Model Name	License	Type	Commercial Use
HiDream-I1-Full-FP16	MIT	Transformer	✅
HiDream-I1-Dev-BF16	MIT	Transformer	✅
HiDream-I1-Fast-BF16	MIT	Transformer	✅
HiDream-E1-Full-BF16	MIT	Transformer	✅
HiDream-E1-1-BF16	MIT	Transformer	✅
Llama-3.1-8B-Instruct-BF16	Llama 3.1 Community License	Text encoder	✅
flan-t5-xxl_TE-only_FP32	Apache 2.0	Text encoder	✅
CLIP-ViT-bigG-14-laion2B-39B-b160k-FP32	MIT	Text encoder	✅
CLIP-SAE-ViT-L-14-FP32	MIT	Text encoder	✅
FLUX1-schnell-AE-FP32	Apache 2.0	VAE	✅

The Llama-3.1-8B-Instruct-BF16 model is a recombined version of the split-distributed original Llama-3.1-8B-Instruct provided by Meta, adapted for use in HiDream pipelines.

Light-weight models

If you are looking for a lightweight model, please refer to the following links.

HiDream Models

Text Encoder

FP8 Text Encoder

Usage Instructions

Place the downloaded model files in the following directories.

To use FP32 format text encoders, enable the --fp32-text-enc setting at ComfyUI startup.

Transformers

Models
- HiDream-I1-Full-FP16
- HiDream-I1-Dev-BF16
- HiDream-I1-Fast-BF16
- HiDream-E1-Full-BF16
- HiDream-E1-1-BF16
Folder
- models/StableDiffusion

Text encoders

Models
- Llama-3.1-8B-Instruct-BF16
- flan-t5-xxl_TE-only_FP32
- CLIP-ViT-bigG-14-laion2B-39B-b160k-FP32
- CLIP-SAE-ViT-L-14-FP32
Folder
- models/text_encoder

VAE

Models
- FLUX1-schnell-AE-FP32
Folder
- models/vae

ComfyUI Workflow

The FP16/BF16 models of HiDream-I1 require a minimum split capacity of 10.1 GB for the transformer in ComfyUI.

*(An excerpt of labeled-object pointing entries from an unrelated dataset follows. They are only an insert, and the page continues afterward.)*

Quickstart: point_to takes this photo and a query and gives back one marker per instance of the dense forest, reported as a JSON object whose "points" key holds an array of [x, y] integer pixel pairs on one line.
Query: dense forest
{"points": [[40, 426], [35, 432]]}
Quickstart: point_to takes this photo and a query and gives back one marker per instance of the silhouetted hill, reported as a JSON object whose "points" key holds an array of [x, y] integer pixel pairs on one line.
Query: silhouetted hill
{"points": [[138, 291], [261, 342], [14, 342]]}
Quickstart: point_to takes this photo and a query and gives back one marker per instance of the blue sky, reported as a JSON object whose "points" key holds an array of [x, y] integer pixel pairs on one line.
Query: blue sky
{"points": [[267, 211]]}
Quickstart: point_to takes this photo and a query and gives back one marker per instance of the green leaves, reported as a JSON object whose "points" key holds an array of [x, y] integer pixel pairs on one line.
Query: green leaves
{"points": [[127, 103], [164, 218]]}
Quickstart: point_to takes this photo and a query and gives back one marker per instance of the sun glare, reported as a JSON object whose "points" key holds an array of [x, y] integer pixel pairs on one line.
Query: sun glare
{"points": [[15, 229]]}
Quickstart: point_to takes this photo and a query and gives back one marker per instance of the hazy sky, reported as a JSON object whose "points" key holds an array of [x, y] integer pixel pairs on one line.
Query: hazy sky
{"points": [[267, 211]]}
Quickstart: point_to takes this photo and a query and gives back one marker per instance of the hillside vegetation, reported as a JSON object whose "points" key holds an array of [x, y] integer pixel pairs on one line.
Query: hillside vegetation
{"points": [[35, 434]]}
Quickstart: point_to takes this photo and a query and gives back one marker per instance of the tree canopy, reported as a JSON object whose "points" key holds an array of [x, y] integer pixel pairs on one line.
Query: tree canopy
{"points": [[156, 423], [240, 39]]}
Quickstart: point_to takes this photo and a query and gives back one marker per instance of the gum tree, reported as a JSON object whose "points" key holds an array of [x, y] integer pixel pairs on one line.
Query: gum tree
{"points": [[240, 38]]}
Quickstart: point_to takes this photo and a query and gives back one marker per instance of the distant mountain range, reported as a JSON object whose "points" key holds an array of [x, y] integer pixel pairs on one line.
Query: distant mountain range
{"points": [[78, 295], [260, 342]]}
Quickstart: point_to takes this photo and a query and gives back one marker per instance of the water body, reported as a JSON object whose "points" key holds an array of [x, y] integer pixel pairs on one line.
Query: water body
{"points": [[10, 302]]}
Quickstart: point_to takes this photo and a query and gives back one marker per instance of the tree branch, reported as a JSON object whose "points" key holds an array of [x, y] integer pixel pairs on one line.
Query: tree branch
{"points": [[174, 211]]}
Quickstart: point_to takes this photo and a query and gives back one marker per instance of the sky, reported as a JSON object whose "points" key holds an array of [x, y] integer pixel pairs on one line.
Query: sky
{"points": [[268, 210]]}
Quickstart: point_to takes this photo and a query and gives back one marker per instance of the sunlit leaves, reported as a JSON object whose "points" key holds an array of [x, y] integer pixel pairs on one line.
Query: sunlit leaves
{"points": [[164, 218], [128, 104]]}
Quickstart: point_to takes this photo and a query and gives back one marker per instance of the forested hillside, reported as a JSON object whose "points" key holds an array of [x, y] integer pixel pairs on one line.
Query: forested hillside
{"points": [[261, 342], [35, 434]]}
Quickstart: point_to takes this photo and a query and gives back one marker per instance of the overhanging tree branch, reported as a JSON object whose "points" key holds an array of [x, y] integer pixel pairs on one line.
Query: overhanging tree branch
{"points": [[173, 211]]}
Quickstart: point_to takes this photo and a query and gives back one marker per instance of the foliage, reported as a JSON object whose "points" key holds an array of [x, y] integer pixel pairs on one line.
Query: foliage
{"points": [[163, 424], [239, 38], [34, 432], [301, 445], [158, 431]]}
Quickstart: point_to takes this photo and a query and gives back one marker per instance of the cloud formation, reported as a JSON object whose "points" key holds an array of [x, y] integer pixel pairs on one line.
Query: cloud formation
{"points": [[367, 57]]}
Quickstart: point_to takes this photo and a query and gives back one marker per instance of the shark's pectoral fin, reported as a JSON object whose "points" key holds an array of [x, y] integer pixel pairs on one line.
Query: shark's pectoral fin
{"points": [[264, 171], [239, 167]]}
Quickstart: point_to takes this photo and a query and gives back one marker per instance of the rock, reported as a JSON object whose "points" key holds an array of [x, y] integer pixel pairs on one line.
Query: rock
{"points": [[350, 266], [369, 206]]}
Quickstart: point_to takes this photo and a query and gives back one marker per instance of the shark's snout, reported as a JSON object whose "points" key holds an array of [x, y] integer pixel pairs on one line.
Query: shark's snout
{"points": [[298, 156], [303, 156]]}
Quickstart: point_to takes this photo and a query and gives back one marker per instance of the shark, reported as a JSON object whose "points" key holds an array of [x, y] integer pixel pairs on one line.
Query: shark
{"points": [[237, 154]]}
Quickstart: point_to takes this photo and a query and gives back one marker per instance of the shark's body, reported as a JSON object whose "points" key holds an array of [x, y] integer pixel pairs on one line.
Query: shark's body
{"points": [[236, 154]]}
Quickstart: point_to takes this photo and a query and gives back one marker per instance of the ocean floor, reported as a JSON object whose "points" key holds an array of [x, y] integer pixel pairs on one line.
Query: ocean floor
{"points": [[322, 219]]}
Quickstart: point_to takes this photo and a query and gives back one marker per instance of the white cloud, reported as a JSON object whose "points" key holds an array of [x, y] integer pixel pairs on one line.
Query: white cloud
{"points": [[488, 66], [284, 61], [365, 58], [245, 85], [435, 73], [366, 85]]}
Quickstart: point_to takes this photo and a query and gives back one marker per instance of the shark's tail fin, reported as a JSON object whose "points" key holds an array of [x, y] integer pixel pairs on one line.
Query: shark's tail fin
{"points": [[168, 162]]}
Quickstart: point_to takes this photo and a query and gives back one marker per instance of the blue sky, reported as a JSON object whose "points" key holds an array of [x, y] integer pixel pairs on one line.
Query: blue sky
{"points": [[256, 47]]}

With 12GB VRAM and 64GB RAM, you can achieve the highest image quality using the following workflows.

HiDream-I1-Full

HiDream-I1-Dev

HiDream-I1-Fast

HiDream-E1-Full

HiDream-E1-1

CLIP Loader

For loading text encoders, use the QuadrupleCLIPLoaderMultiGPU custom node from ComfyUI-MultiGPU. Explicitly specify device: cpu to load the text encoder into system RAM.

Sampler and Scheduler

In my environment, using the heun and heunpp2 samplers with the beta scheduler allowed for generating high-quality images.

Additionally, due to the high precision of the text encoder and settings, it was possible to reduce the number of steps for faster processing.

Configuration Step Count

	Official Recommended	Sample Workflow
HiDream-I1-Full-FP16	50	20
HiDream-I1-Dev-BF16	28	12
HiDream-I1-Fast-BF16	16	6
HiDream-E1-Full-BF16	28	12
HiDream-E1-1-BF16	28	12

License

This repository inherits the licenses of the original models:

MIT License: Include the license text in your distribution.
Apache 2.0 License: Include the license and provide notices.
Llama 3.1 Community License: Include the statement "Built with Meta Llama 3" and adhere to the usage policy.

See the Model List for links to the full license texts.